Drama Dersinin İnsana Katkıları
Daha önce de deneyimlediğim dram çalışmalarının her birinin yaşantı ve birikim yönünden bana önemli şeyler kattığını düşünmekteyim. İnsanların oyun içerisindeki “saf ve çocuksu” halleri, metalar dünyasının sınırlarını zorlamakta, yabancılaştığımız ilişkiler dünyasının ötesinde bambaşka ilişki, yaklaşım ve davranışlara kapı aralamaktadır. Belki çok uzun sürede inşa edilebilecek “ilişkiler” kısa zaman içerisinde “doğal” halini bu oyunlar vesilesiyle alabilmektedir.Sonuçta her oyunun kuralları vardır. Bu ortak alanda örgütlenmiş ve ortak bir eylemi gerçekleştirmek üzere harekete geçen insan topluluğu bir gönüldaşlık, yoldaşlık duygusunu kısa zamanda edinebilmektedir. Çünkü oyun bitse dahi, dışarıda etkileri sürmektedir. Oyunun kurallarına uymayanlar, ya da “mış gibi” yapanlar dikkat çekici bir biçimde grup dışı kalmakta, uyum sağlamakta zorlanmaktadır. Benim gibi bağ kurmakta ciddi tutukluluğu olan kimseler açısından, bana kalırsa gerçek bir özgürlük alanını ifade etmektedir.
“Gündelik hayatın kural ve örflerinin oyun alanı içinde bir değeri yoktur.” ( Huizinga, s.30) Sadece bu özelliği bile, oyunun insan için ne denli özgürleştirici, sağaltıcı bir etkinlik olduğunu anlatmaya yeter. O sınırlı alan ve zaman içerisinde, insana, alışılagelen tüm kalıpların dışında ve ötesinde, sınırsız bir hayal gücü eşliğinde çizilmiş tarifsiz bir özgürlük alanı…
Oyun, sınırsız bir düş evreninin kapılarını bizlere aralamaktadır. Bu noktada oyun bir şey için mücadeleyi ya da bir şeyi temsil etmeyi de beraberinde getirmektedir. Bir şeyi temsil etmek için mücadele ya da mücadele edilen bir şeyi temsil etme biçiminde ikili özellikler iç içi girebilmektedir.

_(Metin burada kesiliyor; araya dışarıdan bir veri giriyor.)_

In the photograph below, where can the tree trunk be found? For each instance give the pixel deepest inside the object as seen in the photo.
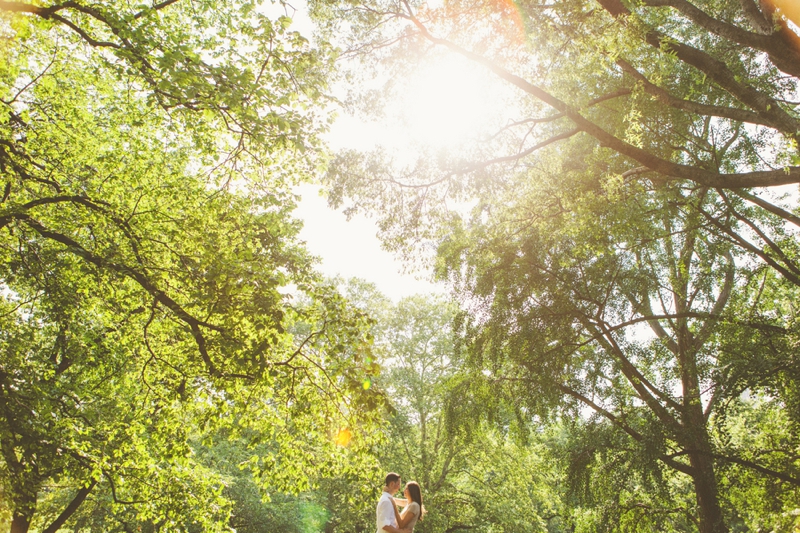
(705, 486)
(24, 506)
(21, 522)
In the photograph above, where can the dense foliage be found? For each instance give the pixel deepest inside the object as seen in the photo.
(608, 241)
(152, 285)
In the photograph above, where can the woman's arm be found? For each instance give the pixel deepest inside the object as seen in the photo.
(402, 502)
(404, 519)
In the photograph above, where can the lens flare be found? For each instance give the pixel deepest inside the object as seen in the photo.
(343, 437)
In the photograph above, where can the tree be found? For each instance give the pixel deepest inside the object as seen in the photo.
(562, 285)
(150, 270)
(615, 201)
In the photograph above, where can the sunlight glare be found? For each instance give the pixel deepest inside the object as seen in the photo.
(449, 102)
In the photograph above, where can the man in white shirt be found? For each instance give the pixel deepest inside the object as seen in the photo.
(386, 521)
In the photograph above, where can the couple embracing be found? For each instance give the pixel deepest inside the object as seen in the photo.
(389, 519)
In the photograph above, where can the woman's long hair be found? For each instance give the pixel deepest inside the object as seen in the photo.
(416, 496)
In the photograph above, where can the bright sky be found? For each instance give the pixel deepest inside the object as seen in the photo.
(351, 249)
(448, 101)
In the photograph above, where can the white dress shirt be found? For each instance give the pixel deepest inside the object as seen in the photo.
(384, 514)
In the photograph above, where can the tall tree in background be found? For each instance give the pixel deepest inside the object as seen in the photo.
(148, 260)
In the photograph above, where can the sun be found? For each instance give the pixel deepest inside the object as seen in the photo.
(445, 102)
(451, 101)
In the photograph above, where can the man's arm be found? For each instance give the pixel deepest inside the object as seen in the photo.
(392, 529)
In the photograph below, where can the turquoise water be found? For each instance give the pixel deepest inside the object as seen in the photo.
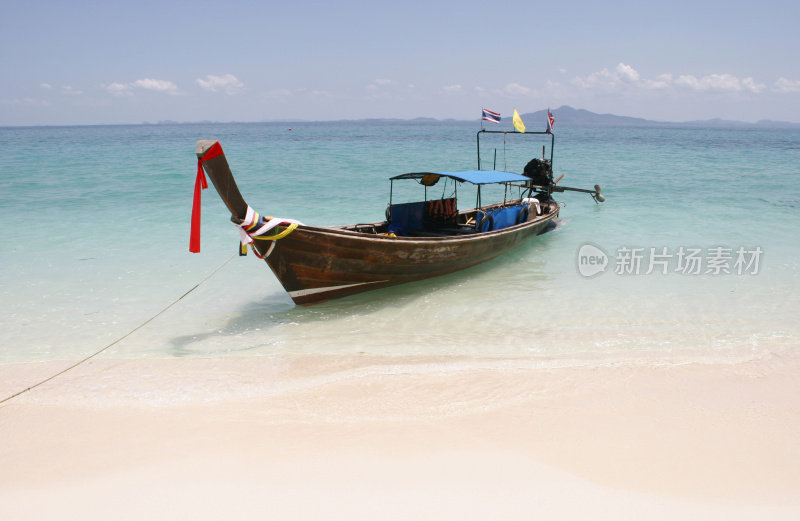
(96, 224)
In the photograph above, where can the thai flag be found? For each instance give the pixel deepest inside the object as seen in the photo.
(488, 115)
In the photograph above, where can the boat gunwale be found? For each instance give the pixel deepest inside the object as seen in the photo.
(342, 230)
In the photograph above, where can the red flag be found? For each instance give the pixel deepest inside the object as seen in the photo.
(200, 183)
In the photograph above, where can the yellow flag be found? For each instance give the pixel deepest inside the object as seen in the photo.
(518, 124)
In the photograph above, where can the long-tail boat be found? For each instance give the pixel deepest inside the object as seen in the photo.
(420, 239)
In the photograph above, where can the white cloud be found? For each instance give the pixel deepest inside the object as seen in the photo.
(227, 83)
(379, 82)
(119, 89)
(516, 88)
(127, 89)
(786, 86)
(719, 83)
(69, 91)
(627, 73)
(624, 77)
(28, 101)
(156, 85)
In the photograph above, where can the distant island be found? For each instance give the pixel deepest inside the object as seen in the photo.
(567, 115)
(564, 115)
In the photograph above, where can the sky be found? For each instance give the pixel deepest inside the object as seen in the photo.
(108, 62)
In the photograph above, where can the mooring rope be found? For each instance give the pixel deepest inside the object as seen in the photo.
(120, 339)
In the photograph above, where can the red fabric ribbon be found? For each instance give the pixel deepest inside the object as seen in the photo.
(200, 184)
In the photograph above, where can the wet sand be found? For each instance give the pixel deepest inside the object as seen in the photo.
(360, 437)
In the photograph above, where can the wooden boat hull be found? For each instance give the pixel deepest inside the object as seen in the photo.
(316, 264)
(321, 263)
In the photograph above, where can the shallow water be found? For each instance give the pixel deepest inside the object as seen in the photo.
(111, 208)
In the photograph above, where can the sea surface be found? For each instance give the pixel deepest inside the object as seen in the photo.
(699, 234)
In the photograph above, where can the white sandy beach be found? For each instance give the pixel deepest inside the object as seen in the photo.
(359, 437)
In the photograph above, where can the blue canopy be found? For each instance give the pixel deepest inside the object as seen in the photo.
(476, 177)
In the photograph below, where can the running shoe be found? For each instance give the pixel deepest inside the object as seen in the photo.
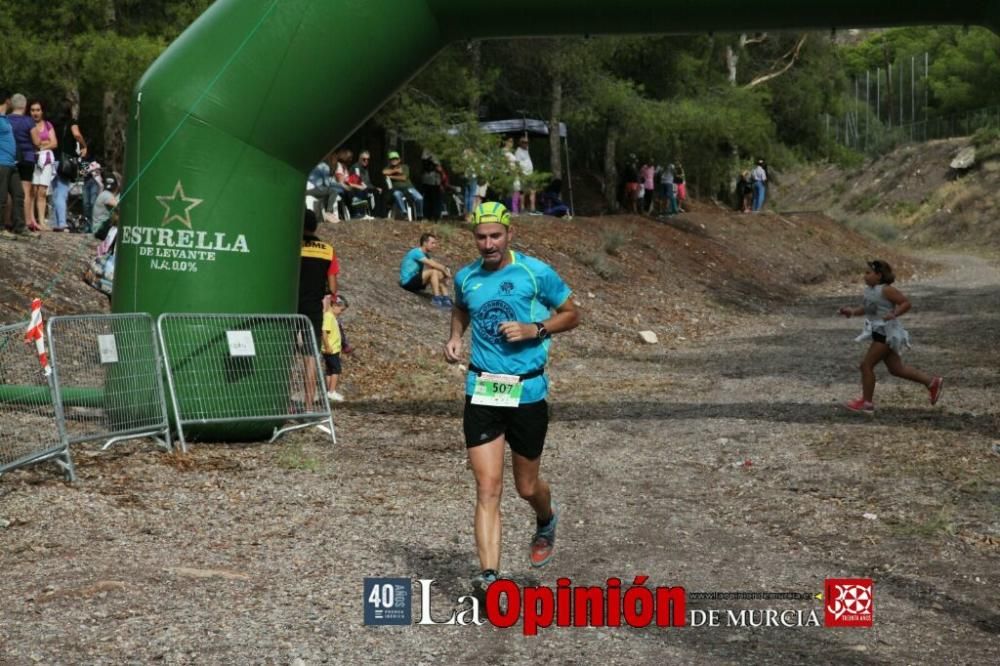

Drama dersi içerisinde vücudun bir şeyin biçimini alma ya da bir kavramı, temsili bir biçimde sergilemek de bu kapsamda çalışmalar olarak görülebilir. İster temsil ister mücadele olsun bu sürece katılacak her düş öğesi ya da her katkı o oyunu zenginleştiren özel kılan unsurlara dönüşmektedir.
İnsan, doğa ile mücadele veya doğayı anlamlandırma süreçlerinden sonra, her tabii gelişmeyi temsili bir şekilde canlandırmaya yönelerek, bu temsiliyeti kutsal oyun biçiminde oynamaya başlamıştır. Böylece doğanın kutsal döngüsünün bir parçası olma veya bu döngüye müdahale etme gücü ortaya çıkmıştır. Tüm bu süreçler toplumsal varoluş sürecinin nüveleri, ilksel siyasal organizasyonların da temeli olmuştur.